Example to generate the lineage directly from sql server

In this example we get the stored procedures definitions from sql server but you can also read the definitions from files.

package main

import (
	"context"
	"database/sql"
	"fmt"
	"io"
	"log"
	"net/url"
	"os"
	"os/signal"
	"strings"
	"time"

	sqln "github.com/ivan-ostymchuk/sql-server-lineage/sql_server_lineage"

	_ "github.com/microsoft/go-mssqldb"
)

func main() {
	userName := "userName"
	password := "password"
	dbName := "dbName"
	host := "host"
	port := "port"

	conString := createConnectionString(userName, password, dbName, host, port)

	// Context
	ctx, stop := context.WithCancel(context.Background())
	defer stop()
	appSignal := make(chan os.Signal, 3)
	signal.Notify(appSignal, os.Interrupt)
	go func() {
		<-appSignal
		stop()
	}()
	db, err := sql.Open("sqlserver", conString)
	if err != nil {
		log.Fatal(err)
	}
	defer db.Close()
	db.SetConnMaxLifetime(0)
	db.SetMaxIdleConns(3)
	db.SetMaxOpenConns(3)
	// Open connection
	openDbConnection(ctx, db)

	// Query data
	query := `
		SELECT OBJECT_DEFINITION(object_id)  as sp_definition
		FROM sys.procedures
		WHERE object_id not in (select major_id from sys.extended_properties);
	`
	data, err := getStoredProcedures(ctx, db, query)
	if err != nil {
		panic(err)
	}

	fmt.Printf("Extracted %v stored procedures \n", len(data))
	fmt.Println("Parsing the stored procedures")

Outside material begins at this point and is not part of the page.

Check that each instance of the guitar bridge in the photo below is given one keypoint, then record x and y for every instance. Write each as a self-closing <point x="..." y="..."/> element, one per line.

	spList := make([]io.Reader, 0)
	for _, sp := range data {
		spList = append(spList, strings.NewReader(sp))
	}
	l, err := sqln.GetLineage(spList)
	if err != nil {
		panic(err)
	}
	err = sqln.GenerateHtmlLineage(l, "lineage_generated.html")
	if err != nil {
		panic(err)
	}
}

func createConnectionString(
	userName string, password string, dbName string, host string, port string,
) string {
	q := url.Values{}
	q.Add("database", dbName)

	u := &url.URL{
		Scheme:   "sqlserver",
		User:     url.UserPassword(userName, password),
		Host:     fmt.Sprintf("%s:%s", host, port),
		RawQuery: q.Encode(),
	}
	return u.String()
}

func openDbConnection(ctx context.Context, db *sql.DB) {
	ctx, cancel := context.WithTimeout(ctx, 1*time.Second)
	defer cancel()
	if err := db.PingContext(ctx); err != nil {
		log.Fatal("Unable to connect to database: ", err)
	}
	fmt.Println("Connected to the Database")
}

func getStoredProcedures(
	ctx context.Context,
	db *sql.DB,
	query string,
) ([]string, error) {

	timeout, cancel := context.WithTimeout(ctx, 5*time.Second)
	defer cancel()
	rows, err := db.QueryContext(timeout, query)
	if err != nil {
		return []string{}, err
	}
	defer rows.Close()

	// Save the results
	spList := make([]string, 0)
	var sp string
	for rows.Next() {
		err = rows.Scan(&sp)
		if err != nil {
			return []string{}, err
		}
		spList = append(spList, sp)
	}
	err = rows.Err()
	if err != nil {
		return []string{}, err
	}

	return spList, nil
}

This project operates under the MIT License.